Mercredi, nous présentions le chiffrage du projet présidentiel de Nicolas Dupont-Aignan. Nous avons essayé de démontrer qu’il existe une voie qui permet de concilier croissance, progrès et responsabilité budgétaire. Mais une condition, la monétisation de la dette publique, reste mal comprise.
A l’origine de la loi de 1973
Comme l’explique bien Jean-Pierre Gérard, l’interdiction de la monétisation directe de la dette publique par la Banque de France (la fameuse loi de 1973) doit beaucoup au contexte de l’époque. En 1971, les Etats-Unis suspendent la convertibilité du dollar en or. En 1973, l’ensemble du Système Monétaire International hérité des accords de Bretton Woods est abandonné avec le passage aux changes flottants. On peut y voir une raison majeure de cette fameuse loi.
En effet, en l’absence d’étalon or et de règles internationales, plus de liberté était laissée aux Etats, une liberté qui pouvait mener à un recours excessif à la planche à billets et donc à un dérapage inflationniste, qui était la principale crainte du moment, à une époque de plein emploi. C’est en partie pour cette raison que la création monétaire a été mise globalement hors de portée du pouvoir politique. Et il faut reconnaître que cela peut se comprendre, même si j’y reste totalement opposé.
Deux poids, deux mesures
En effet, cette loi, qui a été prolongée par l’article 104 du traité de Maastricht, puis l’article 123 du traité de Lisbonne a consacré une organisation monétaire totalement ubuesque. Tout d’abord, les banques privées peuvent créer autant de monnaie qu’elles le souhaitent, y compris de manière totalement irresponsables. Pire, les contribuables ramassent les morceaux, comme on a pu le voir dans la crise. Dans les années 2000, la croissance de la masse monétaire a atteint 10% par an !

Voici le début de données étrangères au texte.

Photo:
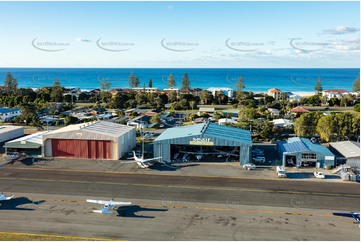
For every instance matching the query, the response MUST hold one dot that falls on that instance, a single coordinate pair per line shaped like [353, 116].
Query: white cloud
[82, 40]
[340, 30]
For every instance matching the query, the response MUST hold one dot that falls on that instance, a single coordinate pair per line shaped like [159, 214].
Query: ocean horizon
[255, 79]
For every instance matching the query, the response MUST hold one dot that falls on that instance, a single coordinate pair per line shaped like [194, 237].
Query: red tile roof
[299, 109]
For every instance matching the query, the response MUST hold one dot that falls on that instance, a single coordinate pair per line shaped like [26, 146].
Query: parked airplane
[4, 198]
[200, 154]
[355, 216]
[145, 163]
[108, 205]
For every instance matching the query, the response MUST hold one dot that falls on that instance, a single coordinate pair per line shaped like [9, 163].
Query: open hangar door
[87, 149]
[193, 153]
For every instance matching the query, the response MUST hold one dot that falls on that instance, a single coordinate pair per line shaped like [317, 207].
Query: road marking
[171, 175]
[186, 187]
[51, 235]
[204, 208]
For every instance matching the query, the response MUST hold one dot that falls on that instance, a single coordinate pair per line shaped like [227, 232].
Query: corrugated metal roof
[30, 141]
[99, 130]
[347, 149]
[208, 129]
[100, 127]
[7, 128]
[296, 144]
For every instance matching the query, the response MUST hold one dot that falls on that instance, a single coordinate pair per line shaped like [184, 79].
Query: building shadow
[130, 211]
[13, 203]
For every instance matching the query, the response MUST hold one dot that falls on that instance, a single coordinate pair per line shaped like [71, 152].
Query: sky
[180, 34]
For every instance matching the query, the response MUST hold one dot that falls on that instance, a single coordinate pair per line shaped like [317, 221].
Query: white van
[259, 159]
[281, 172]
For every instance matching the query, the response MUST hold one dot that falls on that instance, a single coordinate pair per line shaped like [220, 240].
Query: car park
[319, 175]
[249, 166]
[281, 172]
[259, 159]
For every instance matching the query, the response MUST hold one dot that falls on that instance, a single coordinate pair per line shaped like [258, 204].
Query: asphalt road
[170, 207]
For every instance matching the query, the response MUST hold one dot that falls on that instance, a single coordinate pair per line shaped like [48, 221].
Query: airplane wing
[97, 201]
[151, 159]
[120, 203]
[349, 215]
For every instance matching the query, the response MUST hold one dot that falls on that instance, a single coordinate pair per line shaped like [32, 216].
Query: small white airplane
[4, 198]
[108, 205]
[145, 163]
[355, 216]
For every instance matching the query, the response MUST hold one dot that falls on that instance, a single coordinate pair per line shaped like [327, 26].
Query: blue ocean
[257, 79]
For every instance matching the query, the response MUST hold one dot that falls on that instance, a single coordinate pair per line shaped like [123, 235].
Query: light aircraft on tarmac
[355, 216]
[4, 198]
[199, 154]
[145, 163]
[108, 205]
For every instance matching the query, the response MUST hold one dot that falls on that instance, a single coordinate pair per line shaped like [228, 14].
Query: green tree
[325, 127]
[346, 100]
[239, 87]
[133, 80]
[70, 120]
[185, 83]
[172, 96]
[206, 96]
[171, 81]
[356, 108]
[155, 119]
[318, 86]
[356, 84]
[56, 91]
[305, 125]
[11, 84]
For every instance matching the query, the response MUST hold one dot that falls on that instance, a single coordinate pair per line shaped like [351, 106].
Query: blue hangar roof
[296, 144]
[207, 129]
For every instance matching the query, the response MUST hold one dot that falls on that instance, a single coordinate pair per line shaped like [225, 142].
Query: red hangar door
[91, 149]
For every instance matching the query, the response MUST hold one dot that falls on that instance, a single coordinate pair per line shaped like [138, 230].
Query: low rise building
[347, 152]
[9, 132]
[275, 93]
[302, 152]
[334, 93]
[6, 114]
[93, 140]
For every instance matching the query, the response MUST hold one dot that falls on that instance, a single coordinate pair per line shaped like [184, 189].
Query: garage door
[92, 149]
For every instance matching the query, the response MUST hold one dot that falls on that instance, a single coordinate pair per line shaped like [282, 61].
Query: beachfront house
[334, 93]
[6, 114]
[275, 93]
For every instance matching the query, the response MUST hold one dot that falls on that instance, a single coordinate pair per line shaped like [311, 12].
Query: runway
[169, 207]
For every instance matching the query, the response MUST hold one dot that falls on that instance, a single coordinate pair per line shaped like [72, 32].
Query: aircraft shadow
[170, 167]
[13, 204]
[130, 211]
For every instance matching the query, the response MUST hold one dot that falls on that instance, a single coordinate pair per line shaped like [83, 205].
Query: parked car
[249, 166]
[259, 159]
[281, 172]
[319, 174]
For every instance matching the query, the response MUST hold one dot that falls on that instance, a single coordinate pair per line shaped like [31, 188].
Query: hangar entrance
[202, 153]
[89, 149]
[308, 159]
[291, 160]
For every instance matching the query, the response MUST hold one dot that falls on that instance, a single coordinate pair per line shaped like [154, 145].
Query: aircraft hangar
[93, 140]
[204, 142]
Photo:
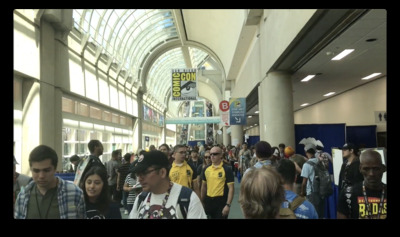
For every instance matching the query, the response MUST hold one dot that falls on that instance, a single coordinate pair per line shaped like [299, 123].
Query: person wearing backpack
[308, 174]
[161, 198]
[294, 204]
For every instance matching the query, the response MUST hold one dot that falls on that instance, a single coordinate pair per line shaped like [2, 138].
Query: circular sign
[224, 106]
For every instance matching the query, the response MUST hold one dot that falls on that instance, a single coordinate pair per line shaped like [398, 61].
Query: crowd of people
[198, 183]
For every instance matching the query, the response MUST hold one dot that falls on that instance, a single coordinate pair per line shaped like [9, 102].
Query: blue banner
[237, 111]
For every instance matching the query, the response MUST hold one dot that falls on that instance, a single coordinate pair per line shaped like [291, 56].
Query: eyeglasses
[145, 173]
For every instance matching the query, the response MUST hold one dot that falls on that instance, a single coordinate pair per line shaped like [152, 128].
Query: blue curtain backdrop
[331, 135]
[362, 136]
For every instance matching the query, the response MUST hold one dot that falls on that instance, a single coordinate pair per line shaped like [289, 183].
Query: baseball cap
[349, 146]
[151, 158]
[263, 149]
[308, 147]
[289, 151]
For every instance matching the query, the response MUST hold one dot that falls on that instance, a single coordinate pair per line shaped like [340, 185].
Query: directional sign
[237, 111]
[224, 107]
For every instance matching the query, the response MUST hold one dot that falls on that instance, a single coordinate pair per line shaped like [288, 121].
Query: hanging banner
[184, 84]
[237, 111]
[224, 112]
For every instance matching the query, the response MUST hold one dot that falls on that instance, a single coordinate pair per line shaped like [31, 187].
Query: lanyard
[380, 203]
[147, 208]
[48, 208]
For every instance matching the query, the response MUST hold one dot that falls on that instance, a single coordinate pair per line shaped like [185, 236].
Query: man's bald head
[372, 168]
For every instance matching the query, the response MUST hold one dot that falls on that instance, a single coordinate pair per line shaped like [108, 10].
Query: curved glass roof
[129, 36]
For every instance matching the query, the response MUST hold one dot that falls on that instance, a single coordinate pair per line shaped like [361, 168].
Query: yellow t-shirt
[183, 174]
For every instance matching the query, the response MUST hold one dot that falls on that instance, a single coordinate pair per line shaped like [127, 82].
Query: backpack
[288, 212]
[322, 182]
[183, 199]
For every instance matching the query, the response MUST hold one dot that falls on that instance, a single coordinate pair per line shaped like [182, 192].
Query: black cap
[151, 158]
[263, 149]
[349, 146]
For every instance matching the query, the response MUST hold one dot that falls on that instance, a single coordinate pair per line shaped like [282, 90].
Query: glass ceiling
[129, 36]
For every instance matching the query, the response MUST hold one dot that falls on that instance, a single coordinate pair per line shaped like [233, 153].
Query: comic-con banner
[184, 84]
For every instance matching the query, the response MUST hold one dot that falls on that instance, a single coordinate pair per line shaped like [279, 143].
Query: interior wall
[354, 107]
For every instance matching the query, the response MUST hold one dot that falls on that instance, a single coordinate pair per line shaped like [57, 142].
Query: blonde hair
[261, 193]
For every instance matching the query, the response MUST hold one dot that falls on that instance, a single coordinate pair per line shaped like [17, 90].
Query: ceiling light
[329, 94]
[371, 76]
[343, 54]
[307, 78]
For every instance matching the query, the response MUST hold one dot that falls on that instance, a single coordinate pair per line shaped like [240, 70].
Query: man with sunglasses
[217, 187]
[161, 199]
[183, 172]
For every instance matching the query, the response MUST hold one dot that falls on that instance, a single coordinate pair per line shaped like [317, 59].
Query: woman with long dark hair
[97, 198]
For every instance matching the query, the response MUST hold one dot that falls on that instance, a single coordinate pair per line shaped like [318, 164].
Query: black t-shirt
[352, 203]
[350, 175]
[113, 211]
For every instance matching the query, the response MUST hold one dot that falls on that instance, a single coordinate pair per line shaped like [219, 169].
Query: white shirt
[172, 209]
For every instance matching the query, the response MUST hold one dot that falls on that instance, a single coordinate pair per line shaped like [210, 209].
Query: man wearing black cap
[366, 199]
[349, 172]
[263, 154]
[161, 201]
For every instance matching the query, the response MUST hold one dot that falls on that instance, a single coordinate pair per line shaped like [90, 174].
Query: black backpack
[183, 199]
[322, 182]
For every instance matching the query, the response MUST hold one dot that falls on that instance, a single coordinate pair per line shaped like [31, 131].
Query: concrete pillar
[226, 139]
[276, 109]
[140, 119]
[236, 134]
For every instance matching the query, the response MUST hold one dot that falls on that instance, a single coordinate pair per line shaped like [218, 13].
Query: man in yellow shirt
[217, 187]
[181, 172]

En clair, les institutions privées peuvent créer, à l’échelle de la France, l’équivalent de 200 milliards d’euros par an pour financer leurs activités, notamment spéculatives. Du fait de la pression introduite par le libre-échange, cette création monétaire ne s’est pas traduite par une envolée du prix des biens de consommation, mais bien plus par une envolée du prix des actifs (actions, immobilier). In fine, cela a créé une immense bulle spéculative, qui a provoqué la grave crise de 2008.
Aujourd’hui, la création monétaire est utilisée pour sauver le secteur bancaire. La BCE a ainsi prêté 500 milliards aux banques. Et il faut être clair, ces 500 milliards ont été créé de toutes pièces : la BCE utilise la planche à billet pour sauver les banques, à une échelle massive (5% du PIB de l’UE). Pire, il faut noter que Christian Noyer a indiqué que la BCE était prête à renouveler l’opération au besoin. Bref, la planche à billets tourne pour les banques, dans la zone euro.
Pour une monétisation publique
Mais hors de l’UE, la monétisation se fait surtout pour financer l’Etat. C’est le cas au Japon, aux Etats-Unis et en Grande-Bretagne. The Economist vient de faire un papier révélant que la Banque d’Angleterre a consacré près de 300 milliards de livres en trois ans au rachat de la dette souveraine britannique, soit plus de 5% du PIB par an. Bien sûr, les banques centrales anglo-saxonnes utilisent aussi la planche à billets pour financer les banques, mais pas uniquement.
Mieux, ces vagues massives de monétisation n’ont pas provoqué de dérapage inflationniste majeur car la masse monétaire du secteur privé a tendance à baisser. Du coup, la monétisation des dettes publiques est un moyen de permettre d’éviter à l’économie à tomber en dépression. Mieux, elle permet de baisser le coût global de financement des dettes (autour de 2% pour Londres et Washington), facilitant la sortie de récession, malgré la violence de la crise financière.
Bref, monétiser la dette publique à hauteur de 5% du PIB est réaliste et responsable pour sortir de la crise. Pourquoi faudrait-il utiliser des moyens non conventionnels pour sauver les banques mais pas pour sauver les citoyens de l’austérité ? L’économie doit être au service des hommes, pas des banques.